MAPK signaling pathway was found to be significantly induced in response to stress caused by the presence of doxorubicin. MAPK pathways are functional tools to adapt cells to stress by targeting a wide variety of downstream effectors including transcriptional factors[63]. The induction of MAPK pathway by anthracycline based anti-tumor antibiotics has been reported in neuroblastoma cells[64], rat hepatoma cells[65], human cervical carcinoma cells[66], monoblasts[67], glioblastoma cells[68] and, in a time and dose dependent manner, in breast epithelial and carcinoma cells[69,70]. A dual role of MAPK/ERK pathway as a tumor suppressor and a pro-oncogenic signal has been well recognized[71]. Therefore, it should be noted that the understanding of the effect of doxorubicin on MAPK in each tumor type specific microenvironment is very important in designing single or combination therapies with doxorubicin.

Modular analysis of differentially active sub-networks revealed nine modules and investigation of transcriptional regulators of these modules indicates that Yap6p, Spt23p and Fkh2p are the most active transcriptional factors that each co-regulates more than two modules.
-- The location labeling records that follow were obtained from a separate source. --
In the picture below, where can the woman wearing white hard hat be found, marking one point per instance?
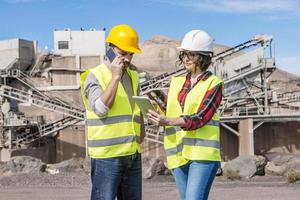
(192, 140)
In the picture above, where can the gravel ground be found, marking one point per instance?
(76, 186)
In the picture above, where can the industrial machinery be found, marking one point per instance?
(246, 94)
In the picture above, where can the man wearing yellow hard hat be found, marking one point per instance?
(114, 123)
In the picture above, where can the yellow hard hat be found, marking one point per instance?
(124, 37)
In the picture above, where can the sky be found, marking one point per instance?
(230, 22)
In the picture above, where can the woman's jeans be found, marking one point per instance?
(117, 177)
(194, 179)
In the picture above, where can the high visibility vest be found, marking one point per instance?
(118, 132)
(200, 144)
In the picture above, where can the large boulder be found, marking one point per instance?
(282, 164)
(22, 164)
(71, 165)
(244, 167)
(153, 167)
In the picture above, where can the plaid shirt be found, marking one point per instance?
(208, 106)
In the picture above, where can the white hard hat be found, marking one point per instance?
(197, 40)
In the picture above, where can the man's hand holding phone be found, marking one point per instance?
(117, 63)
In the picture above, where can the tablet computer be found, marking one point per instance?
(144, 104)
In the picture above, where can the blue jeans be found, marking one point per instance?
(194, 179)
(117, 177)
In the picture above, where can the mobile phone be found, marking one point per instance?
(110, 54)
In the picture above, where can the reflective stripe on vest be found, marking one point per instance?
(113, 141)
(200, 144)
(112, 120)
(118, 133)
(174, 129)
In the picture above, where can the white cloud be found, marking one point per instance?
(290, 64)
(240, 6)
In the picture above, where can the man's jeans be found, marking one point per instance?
(194, 179)
(117, 177)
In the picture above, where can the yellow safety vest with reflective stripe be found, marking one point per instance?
(118, 133)
(200, 144)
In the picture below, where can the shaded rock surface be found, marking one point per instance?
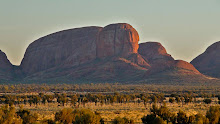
(156, 55)
(117, 39)
(209, 62)
(5, 68)
(69, 47)
(100, 54)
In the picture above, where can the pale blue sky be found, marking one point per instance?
(186, 28)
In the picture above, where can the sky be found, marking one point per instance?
(185, 28)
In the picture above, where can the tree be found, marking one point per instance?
(182, 118)
(83, 116)
(124, 120)
(8, 115)
(171, 100)
(27, 117)
(213, 114)
(74, 100)
(207, 101)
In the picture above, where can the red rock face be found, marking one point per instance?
(78, 46)
(156, 55)
(209, 61)
(117, 39)
(4, 62)
(5, 67)
(185, 65)
(70, 47)
(111, 53)
(154, 52)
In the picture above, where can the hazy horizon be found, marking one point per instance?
(185, 28)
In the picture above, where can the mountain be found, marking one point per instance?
(99, 54)
(6, 68)
(209, 62)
Yap6p physically interacts with the Tup1-Cyc8 complex and recruits Tup1p, which is a general repressor of transcription, to its targets. Expression of this stress responsive TF is also up-regulated and its role in DNA damage was reported to be through chromatin remodeling[72]. Fkh2p has a major role in cell-cycle regulation and also has a role in chromatin remodeling. Its targets in the differentially active sub-network are mostly down-regulated in contrast to the targets of Yap6p and Spt23p. Targets of Spt23 in the network are related to degradation of enzymes required for gluconeogenesis. Down-regulation of gluconeogenesis is suggested as an attractive therapeutic strategy in recent cancer research[73] and repression of gluconeogenesis through Spt23p can be considered as one of the anti-cancer effects of doxorubicin.

A genome-wide screen of S. cerevisiae diploid deletion collection resulted in identification of 376 resistance genes to doxorubicin[29]. Among those 376 genes, 43 (22 up, 21 down) were found to be differentially expressed in the presence of doxorubicin in the present study. 22 up-regulated genes were found to be enriched (p value < 0.05) in cell cycle, cellular response to DNA damage stimulus, DNA repair and DNA topological change terms. Among those, TOP3, RAD50 and RAD54 have roles in the homologous recombination pathway. Within the 21 down-regulated genes, genes involved in glycolysis, pentose phosphate pathway and purine biosynthesis were observed.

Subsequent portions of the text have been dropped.